The music industry rises again

SWIFT: The modern music industry has existed since the 1877 invention of the phonograph. But been forced to constantly reinvent itself, from the near death experience of digital piracy to the covid shutdown. The rise of streaming, the live music boom, and a concentration on mega acts has seen the industry again rise from the ashes. Posting revenues of $52 billion last year, evenly split between recorded and live music. This growth is broadening listed investment options, from labels to venues, and moving the macro data. Taylor Swift is now a billionaire, the best-selling artist in the world, and her 53 ‘Eras’ US tour dates added over $4 billion to GDP. Whilst Beyonce’s Renaissance tour even moved the inflation numbers from Sweden to the UK.  

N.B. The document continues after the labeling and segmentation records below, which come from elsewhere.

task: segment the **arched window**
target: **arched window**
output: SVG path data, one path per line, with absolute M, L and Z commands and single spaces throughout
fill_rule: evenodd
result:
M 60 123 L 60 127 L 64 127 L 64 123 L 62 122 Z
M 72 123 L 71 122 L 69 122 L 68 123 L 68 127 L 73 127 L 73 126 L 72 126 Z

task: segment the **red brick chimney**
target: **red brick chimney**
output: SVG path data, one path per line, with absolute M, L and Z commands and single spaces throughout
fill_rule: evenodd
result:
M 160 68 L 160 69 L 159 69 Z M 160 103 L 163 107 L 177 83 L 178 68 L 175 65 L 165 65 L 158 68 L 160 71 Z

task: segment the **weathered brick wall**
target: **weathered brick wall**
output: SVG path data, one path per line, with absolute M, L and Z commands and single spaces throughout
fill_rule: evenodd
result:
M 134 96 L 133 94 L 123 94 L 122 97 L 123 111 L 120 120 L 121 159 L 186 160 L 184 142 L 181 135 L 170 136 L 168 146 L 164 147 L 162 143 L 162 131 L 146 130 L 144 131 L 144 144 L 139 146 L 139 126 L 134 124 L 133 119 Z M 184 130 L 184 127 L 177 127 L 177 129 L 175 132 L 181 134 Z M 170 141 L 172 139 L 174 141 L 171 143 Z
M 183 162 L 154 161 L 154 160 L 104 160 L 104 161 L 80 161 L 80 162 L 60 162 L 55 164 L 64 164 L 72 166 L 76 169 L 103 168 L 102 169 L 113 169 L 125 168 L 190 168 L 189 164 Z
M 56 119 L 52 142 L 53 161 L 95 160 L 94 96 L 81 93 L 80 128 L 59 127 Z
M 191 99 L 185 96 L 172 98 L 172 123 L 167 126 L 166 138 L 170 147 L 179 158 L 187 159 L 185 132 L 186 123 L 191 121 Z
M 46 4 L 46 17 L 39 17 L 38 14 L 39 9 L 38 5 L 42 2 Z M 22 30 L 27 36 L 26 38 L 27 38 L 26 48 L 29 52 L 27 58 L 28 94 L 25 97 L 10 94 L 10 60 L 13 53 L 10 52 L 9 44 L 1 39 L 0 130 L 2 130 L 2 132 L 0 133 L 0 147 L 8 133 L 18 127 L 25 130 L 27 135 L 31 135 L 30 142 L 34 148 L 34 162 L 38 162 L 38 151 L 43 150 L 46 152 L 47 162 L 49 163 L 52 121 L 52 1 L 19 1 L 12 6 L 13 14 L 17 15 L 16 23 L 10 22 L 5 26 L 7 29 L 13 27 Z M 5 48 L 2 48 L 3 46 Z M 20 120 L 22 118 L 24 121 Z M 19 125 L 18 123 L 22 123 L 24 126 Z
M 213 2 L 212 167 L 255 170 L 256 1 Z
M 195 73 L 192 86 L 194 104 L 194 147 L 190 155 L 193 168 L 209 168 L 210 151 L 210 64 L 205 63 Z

RISE: Streaming dominates the recorded music industry (see chart), after its near-death 2010’s experience. Sales rose a strong 9% last year, with North America dominating at 40% of global sales, followed by Japan and UK. Live music sharply rebounded from the pandemic shutdown, soaring 85% last year, and driven by resilient Generation Z consumers increasingly focused on experiences and willing to stomach rising ticket prices. These rose average 26% the past three years, to $120, per Pollstar. Music is also developing other revenues from social media, gaming, health, Web3, and movies. Swift’s Eras movie saw $93 million sales its US opening weekend.

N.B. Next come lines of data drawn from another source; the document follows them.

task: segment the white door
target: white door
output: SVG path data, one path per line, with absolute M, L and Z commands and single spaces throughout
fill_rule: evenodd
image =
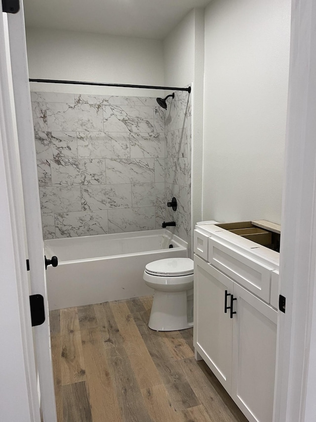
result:
M 233 320 L 230 307 L 234 282 L 194 256 L 195 347 L 230 394 Z M 227 293 L 226 293 L 225 292 Z
M 52 374 L 43 241 L 26 53 L 23 3 L 8 14 L 4 28 L 9 43 L 15 112 L 21 159 L 31 294 L 44 298 L 45 320 L 34 328 L 35 347 L 44 422 L 57 421 Z M 49 257 L 48 258 L 50 258 Z
M 231 396 L 251 422 L 271 422 L 277 312 L 234 283 Z

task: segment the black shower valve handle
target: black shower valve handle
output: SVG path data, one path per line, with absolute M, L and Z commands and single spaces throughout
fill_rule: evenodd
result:
M 176 211 L 177 206 L 177 200 L 174 197 L 174 196 L 172 198 L 171 202 L 167 202 L 167 206 L 172 207 L 172 209 L 173 210 L 173 211 Z

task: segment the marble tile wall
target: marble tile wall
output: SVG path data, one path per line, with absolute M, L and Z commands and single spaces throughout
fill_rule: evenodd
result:
M 176 93 L 165 111 L 156 98 L 32 93 L 44 238 L 174 220 L 189 240 L 189 96 Z M 166 208 L 174 195 L 176 217 Z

ECOSYSTEM: Streamers and venues led stock market performance, with radio broadcasters the recent laggards. But the listed music ecosystem is large and varied. From record labels like Universal (UMG) and Warner (WMG), to ticketing and venues like Live Nation (LYV) and Sphere (SPHR), that is hosting U2’s residency in Las Vegas. Streamers Spotify (SPOT), Tencent Music (TME), and Apple Music (AAPL), to radio broadcasters like Sirius (SIRI) and iHeart (IHRT), through to audio products like Sonos (SONO) and talent management like Endeavour (EDR). 

All data, figures & charts are valid as of 01/11/2023.